News: CJ Exclusives

North Carolina running out of room to borrow for road projects

State Treasurer Dale Folwell, in an interview at the John Locke Foundation.
State Treasurer Dale Folwell, in an interview at the John Locke Foundation.

North Carolina may run out of room to borrow money for transportation projects in just a few years, according to a new report released this week by State Treasurer Dale Folwell.

This puts in jeopardy the state’s Build NC Bonds, a $3 billion transportation package approved in 2018. 

At the current rate, the Department of Transportation will run out of debt capacity in 2026 and won’t be able to issue all of the bonds it is scheduled to. There’s no room for more borrowing beyond what has already been authorized, the report states.

“The Department of Transportation should be much more prudent than it has been,” said Joseph Coletti, senior fellow for fiscal studies at the John Locke Foundation.

The debt concerns are complicated by fiscal mismanagement at the Department of Transportation under the Cooper administration. The department overspent its budget by $2 billion in 2019, making short-term loans between funds to cover shortfalls. Hundreds of employees were laid off and projects were delayed, forcing the General Assembly to essentially bail out NCDOT. 

North Carolina’s other debt capacity is in much better shape. Based on the General Fund, North Carolina could borrow nearly $1.5 billion per year for the next decade.

The state treasurer’s office prepares such a debt affordability study each year by law, in tandem with a committee made up of the state auditor, secretary of revenue, and several General Assembly appointees. One of the main goals is to promote the responsible use of public borrowing and maintain the state’s AAA credit rating.

This rating was last affirmed in 2020 by all three major ratings agencies, Moody’s, S&P and Fitch. 

North Carolina’s public debt as compared with tax revenue is below the median of the 13 states currently maintaining AAA ratings. In total, North Carolina owes roughly $5.2 billion in debt backed by tax revenue. This debt level has been falling steadily since peaking in 2013.

Nearly half is for projects at the state’s universities and colleges, and another 20% are for transportation projects, mostly highway construction.

“North Carolina’s debt is considered manageable at current levels,” the report concludes.

The state carries another roughly $3 billion in debt, mostly for special transportation projects like toll roads.

The recommendation for General Fund borrowing comes with a major caveat.
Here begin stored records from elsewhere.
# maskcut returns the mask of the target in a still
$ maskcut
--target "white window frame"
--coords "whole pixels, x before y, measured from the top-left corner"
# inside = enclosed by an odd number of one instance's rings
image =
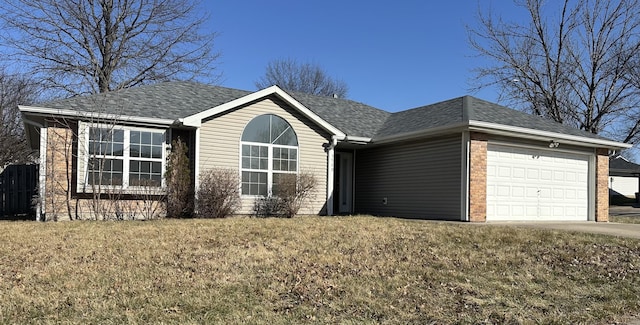
[[[82,123],[79,125],[84,131],[84,144],[82,144],[82,148],[79,150],[83,150],[82,155],[83,164],[84,164],[84,175],[82,177],[82,181],[79,181],[78,189],[84,189],[84,192],[90,193],[92,191],[92,185],[89,183],[89,159],[92,158],[92,155],[89,153],[89,137],[91,134],[92,128],[101,128],[101,129],[112,129],[112,130],[123,130],[124,131],[124,150],[122,156],[106,156],[101,155],[97,158],[103,159],[118,159],[122,160],[122,185],[100,185],[101,188],[105,190],[125,190],[125,193],[138,193],[140,190],[149,189],[149,188],[157,188],[159,190],[164,190],[166,188],[165,183],[165,172],[166,172],[166,164],[167,164],[167,129],[154,129],[154,128],[145,128],[145,127],[134,127],[134,126],[124,126],[124,125],[113,125],[113,124],[104,124],[104,123]],[[131,131],[140,131],[140,132],[150,132],[150,133],[161,133],[163,135],[162,141],[162,157],[161,158],[142,158],[142,157],[131,157],[130,156],[130,146],[131,146]],[[78,146],[80,148],[80,144]],[[129,185],[129,165],[132,160],[135,161],[150,161],[150,162],[160,162],[161,163],[161,185],[159,187],[150,187],[150,186],[134,186]],[[78,175],[80,176],[80,175]]]
[[[297,137],[297,135],[296,135]],[[267,169],[253,169],[253,168],[243,168],[242,167],[242,146],[243,145],[251,145],[251,146],[261,146],[267,147]],[[283,148],[283,149],[295,149],[296,150],[296,170],[295,171],[285,171],[285,170],[274,170],[273,169],[273,149],[274,148]],[[249,142],[249,141],[240,141],[240,193],[242,197],[246,198],[259,198],[263,195],[254,195],[254,194],[244,194],[242,193],[242,173],[243,172],[255,172],[255,173],[267,173],[267,195],[271,196],[273,191],[273,174],[298,174],[300,170],[300,148],[299,146],[286,146],[281,144],[271,144],[271,143],[263,143],[263,142]]]

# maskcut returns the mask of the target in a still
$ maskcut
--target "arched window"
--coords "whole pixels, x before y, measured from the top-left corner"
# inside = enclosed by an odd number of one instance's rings
[[[283,118],[255,117],[245,126],[241,143],[243,195],[267,196],[280,175],[298,172],[298,137]]]

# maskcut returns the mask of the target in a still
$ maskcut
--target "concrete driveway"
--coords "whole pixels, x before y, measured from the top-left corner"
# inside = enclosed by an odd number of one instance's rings
[[[612,206],[609,208],[612,216],[638,216],[640,207]],[[489,222],[489,225],[507,225],[513,227],[529,227],[542,229],[555,229],[563,231],[581,231],[594,234],[605,234],[618,237],[640,239],[640,224],[615,223],[615,222]]]
[[[489,225],[528,227],[563,231],[581,231],[640,239],[640,224],[613,222],[490,222]]]

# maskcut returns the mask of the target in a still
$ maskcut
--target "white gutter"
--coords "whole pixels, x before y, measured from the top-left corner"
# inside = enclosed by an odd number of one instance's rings
[[[135,122],[135,123],[143,123],[143,124],[155,124],[155,125],[173,125],[177,121],[171,119],[161,119],[154,117],[140,117],[140,116],[130,116],[130,115],[121,115],[121,114],[107,114],[107,113],[98,113],[98,112],[79,112],[70,109],[58,109],[58,108],[46,108],[46,107],[34,107],[34,106],[18,106],[18,109],[22,113],[31,113],[37,115],[60,115],[60,116],[69,116],[69,117],[77,117],[77,118],[93,118],[93,119],[101,119],[101,120],[118,120],[125,122]],[[178,121],[179,122],[179,121]]]
[[[373,139],[373,143],[383,144],[383,143],[396,142],[396,141],[402,141],[402,140],[410,140],[410,139],[424,137],[424,136],[433,136],[433,135],[443,134],[443,133],[457,133],[459,131],[462,131],[463,128],[466,126],[467,126],[467,123],[457,123],[453,125],[445,125],[445,126],[429,128],[429,129],[424,129],[424,130],[419,130],[414,132],[401,133],[398,135],[392,135],[392,136],[382,137],[379,139]]]
[[[617,141],[588,138],[577,135],[563,134],[557,132],[549,132],[542,130],[534,130],[529,128],[523,128],[519,126],[509,126],[503,124],[496,124],[490,122],[469,121],[469,131],[479,131],[495,135],[505,135],[510,137],[527,138],[543,141],[562,141],[566,144],[573,144],[584,146],[589,144],[593,147],[607,147],[607,148],[619,148],[626,149],[631,148],[633,145],[628,143],[622,143]],[[523,136],[524,135],[524,136]]]
[[[338,145],[339,136],[332,135],[331,142],[326,147],[327,150],[327,215],[333,215],[333,177],[334,177],[334,154]]]
[[[352,135],[333,135],[333,136],[331,136],[331,139],[332,139],[332,141],[352,142],[352,143],[362,143],[362,144],[366,144],[366,143],[371,142],[371,138],[356,137],[356,136],[352,136]]]

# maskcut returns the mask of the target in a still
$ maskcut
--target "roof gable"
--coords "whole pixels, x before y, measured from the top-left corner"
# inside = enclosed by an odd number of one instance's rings
[[[311,121],[342,139],[390,142],[462,128],[503,132],[510,136],[566,138],[573,143],[628,147],[601,136],[471,96],[390,113],[355,101],[285,92],[272,86],[250,92],[195,82],[165,82],[92,96],[51,101],[23,112],[84,116],[100,113],[123,120],[154,120],[158,124],[198,126],[203,118],[235,109],[251,101],[277,96]]]

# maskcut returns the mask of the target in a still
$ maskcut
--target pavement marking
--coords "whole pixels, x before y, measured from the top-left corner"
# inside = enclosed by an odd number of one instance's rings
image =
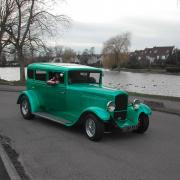
[[[5,150],[3,149],[0,143],[0,156],[6,168],[6,171],[11,180],[21,180],[20,176],[18,175],[15,167],[13,166],[11,160],[9,159],[8,155],[6,154]]]

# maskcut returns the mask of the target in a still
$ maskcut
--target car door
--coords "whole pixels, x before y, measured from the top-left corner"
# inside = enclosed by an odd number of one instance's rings
[[[59,74],[59,82],[57,84],[48,84],[46,88],[46,98],[47,98],[47,111],[52,114],[57,114],[65,111],[66,108],[66,86],[64,81],[64,73],[61,71],[48,72],[48,80],[53,79],[55,73]]]
[[[44,111],[46,104],[46,81],[47,72],[45,70],[35,70],[35,80],[32,83],[31,89],[36,91],[40,102],[40,111]]]

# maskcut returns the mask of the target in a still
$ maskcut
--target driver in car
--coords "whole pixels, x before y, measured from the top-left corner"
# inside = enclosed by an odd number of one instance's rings
[[[59,83],[60,83],[59,79],[60,79],[59,74],[58,74],[58,73],[55,73],[55,75],[53,76],[53,78],[50,79],[50,80],[48,80],[48,84],[59,84]]]

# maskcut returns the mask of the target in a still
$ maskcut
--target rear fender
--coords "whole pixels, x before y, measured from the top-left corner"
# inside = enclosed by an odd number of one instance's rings
[[[32,113],[37,112],[39,110],[39,107],[40,107],[40,103],[39,103],[39,99],[38,99],[37,94],[32,90],[22,91],[18,97],[17,104],[20,104],[21,98],[23,96],[28,97],[29,103],[31,105]]]

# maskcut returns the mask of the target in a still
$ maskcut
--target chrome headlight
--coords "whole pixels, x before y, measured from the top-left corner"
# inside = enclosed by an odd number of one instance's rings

The report notes that North Carolina now has nearly $40 billion in unfunded pension and other retiree benefit liability. 

“That bill will come due much sooner than people realize,” Folwell said in a statement accompanying the report.

The $1.5 billion that can be borrowed per year is provided that the state continues to set aside money in reserve for its pension fund, the report states. 

The committee also notes that the credit rating agencies also did not look favorably on North Carolina’s failure to pass a budget last session. The General Assembly’s budget was vetoed by Gov. Roy Cooper, and override efforts failed.

Andrew Dunn is a freelance writer for Carolina Journal.